Tunes LLL/i386

Francois-Rene Rideau rideau@ens.fr
Thu, 4 Apr 1996 20:14:31 +0200 (MET DST)


>>    Anyway, we shall try to make most of the code independent from whatever
>> hack we use here, by systematically use access-macros,
>> both for read and for write.
>
> Yes, and preferably find a means to make it more of a mid-level
> construct, being a pointer to some object with a static structure stuck in
> front, as well as run-time, thread-specific/unique data/pointers.
> Presumably, the LLL compiler would use a tiny part of this (the static
> part), but HLL would be able to extend it, obviously with words defined
> for the purpose.  Sound good?
   Quite good.


>>>>[ESP as code pointer]
>>    ESP is fast. ESP as code means RET-based threading, [...]
> Ah, I see. I'll have to think about that a bit. Interesting idea, with
> "complicated" implications. As for modular coding: I'm still trying to
> figure out what kind of architecture to use, whether to go with a
> straight compiler, or use a threaded interpreter, and write a compiler
> afterwards.
   Also please see that RET-based means we either disable interrupts,
or copy/compile one-shot threaded code on stack, which is the main
disadvantage. However, this copying could be done by chunks,
which would reduce some other kind of overhead.
   Again, all these tricks should be hidden, whereever possible.


>>>>[shared stack/heap register]
> Sounds like you're talking about backwards growing heaps.

   Or upwards-growing stack ;) That is, both grow in the same direction,
as they share the same memory space.
(note: another mixed stack/heap can grow down from the other end...)

> So you're saying tangle the stack and the data together?
   Yes.
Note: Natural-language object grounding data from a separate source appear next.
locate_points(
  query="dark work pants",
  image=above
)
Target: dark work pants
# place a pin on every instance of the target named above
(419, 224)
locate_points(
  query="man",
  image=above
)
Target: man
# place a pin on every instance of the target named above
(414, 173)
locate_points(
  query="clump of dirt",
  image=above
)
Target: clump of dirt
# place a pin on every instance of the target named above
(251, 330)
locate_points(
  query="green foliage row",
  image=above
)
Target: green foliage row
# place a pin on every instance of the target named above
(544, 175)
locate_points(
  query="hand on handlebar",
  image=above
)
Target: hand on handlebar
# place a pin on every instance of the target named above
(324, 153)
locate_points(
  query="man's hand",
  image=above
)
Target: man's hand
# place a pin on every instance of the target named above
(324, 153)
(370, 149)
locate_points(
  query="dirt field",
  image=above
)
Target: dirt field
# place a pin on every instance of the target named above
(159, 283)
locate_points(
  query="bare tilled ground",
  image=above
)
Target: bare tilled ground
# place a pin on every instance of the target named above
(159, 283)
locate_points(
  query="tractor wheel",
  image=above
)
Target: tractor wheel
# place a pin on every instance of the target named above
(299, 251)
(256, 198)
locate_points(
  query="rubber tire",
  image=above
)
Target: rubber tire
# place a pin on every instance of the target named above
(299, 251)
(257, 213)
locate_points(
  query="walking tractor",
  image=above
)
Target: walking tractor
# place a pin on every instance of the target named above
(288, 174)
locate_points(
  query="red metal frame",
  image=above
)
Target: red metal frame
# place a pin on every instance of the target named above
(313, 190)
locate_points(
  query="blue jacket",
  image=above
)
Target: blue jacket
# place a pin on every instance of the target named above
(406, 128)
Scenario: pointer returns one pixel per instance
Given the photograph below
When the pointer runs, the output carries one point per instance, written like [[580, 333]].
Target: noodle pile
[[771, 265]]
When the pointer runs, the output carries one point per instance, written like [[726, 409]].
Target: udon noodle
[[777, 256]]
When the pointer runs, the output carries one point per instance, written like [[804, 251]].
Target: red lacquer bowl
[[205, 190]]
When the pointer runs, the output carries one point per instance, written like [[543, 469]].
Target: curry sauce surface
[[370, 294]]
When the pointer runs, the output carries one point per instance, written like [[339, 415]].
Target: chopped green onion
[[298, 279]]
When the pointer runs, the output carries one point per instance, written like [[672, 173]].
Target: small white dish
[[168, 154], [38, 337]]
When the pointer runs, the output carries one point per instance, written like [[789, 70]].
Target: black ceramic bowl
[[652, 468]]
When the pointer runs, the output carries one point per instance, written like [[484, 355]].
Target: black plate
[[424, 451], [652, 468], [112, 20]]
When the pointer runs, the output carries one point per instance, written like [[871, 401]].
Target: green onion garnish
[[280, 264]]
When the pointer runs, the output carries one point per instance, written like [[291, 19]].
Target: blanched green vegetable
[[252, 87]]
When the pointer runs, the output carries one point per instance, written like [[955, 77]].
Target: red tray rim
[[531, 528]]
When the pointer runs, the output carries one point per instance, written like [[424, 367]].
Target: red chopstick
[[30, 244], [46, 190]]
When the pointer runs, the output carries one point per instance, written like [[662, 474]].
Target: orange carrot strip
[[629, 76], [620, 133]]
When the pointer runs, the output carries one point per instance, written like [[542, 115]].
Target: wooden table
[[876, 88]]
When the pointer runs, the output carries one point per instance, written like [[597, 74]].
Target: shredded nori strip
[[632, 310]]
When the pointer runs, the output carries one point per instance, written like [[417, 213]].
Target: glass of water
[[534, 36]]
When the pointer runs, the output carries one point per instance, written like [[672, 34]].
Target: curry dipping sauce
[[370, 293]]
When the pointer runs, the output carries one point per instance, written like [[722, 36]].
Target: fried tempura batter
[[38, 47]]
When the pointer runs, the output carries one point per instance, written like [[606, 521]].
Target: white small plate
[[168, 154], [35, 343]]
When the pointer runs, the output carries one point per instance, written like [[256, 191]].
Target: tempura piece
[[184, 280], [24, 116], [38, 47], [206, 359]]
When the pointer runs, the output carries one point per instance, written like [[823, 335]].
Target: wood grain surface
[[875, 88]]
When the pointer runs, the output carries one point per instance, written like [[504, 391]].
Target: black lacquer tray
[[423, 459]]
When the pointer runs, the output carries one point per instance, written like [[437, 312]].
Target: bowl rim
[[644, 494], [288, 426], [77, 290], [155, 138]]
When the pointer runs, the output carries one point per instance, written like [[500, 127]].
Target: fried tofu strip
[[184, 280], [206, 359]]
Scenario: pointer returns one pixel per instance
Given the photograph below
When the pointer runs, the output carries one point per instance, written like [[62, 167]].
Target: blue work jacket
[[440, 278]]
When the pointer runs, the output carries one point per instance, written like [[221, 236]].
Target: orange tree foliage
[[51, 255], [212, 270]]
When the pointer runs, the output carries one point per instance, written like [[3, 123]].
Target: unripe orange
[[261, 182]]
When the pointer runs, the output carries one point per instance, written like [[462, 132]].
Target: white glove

At least, for usual HLL-linked code.
Not for real-time and/or interrupt-handling stuff.

> Won't that make the GC even harder to do?
   No, because there will be only one stack/heap space to lookup
instead of two (well, there can be other stacks and heaps elsewhere, too).

> I would have thought separation of data and stack would actually help.
   What would help the GC (but not the cache)
is to separate a data heap/stack from a pointer heap/stack.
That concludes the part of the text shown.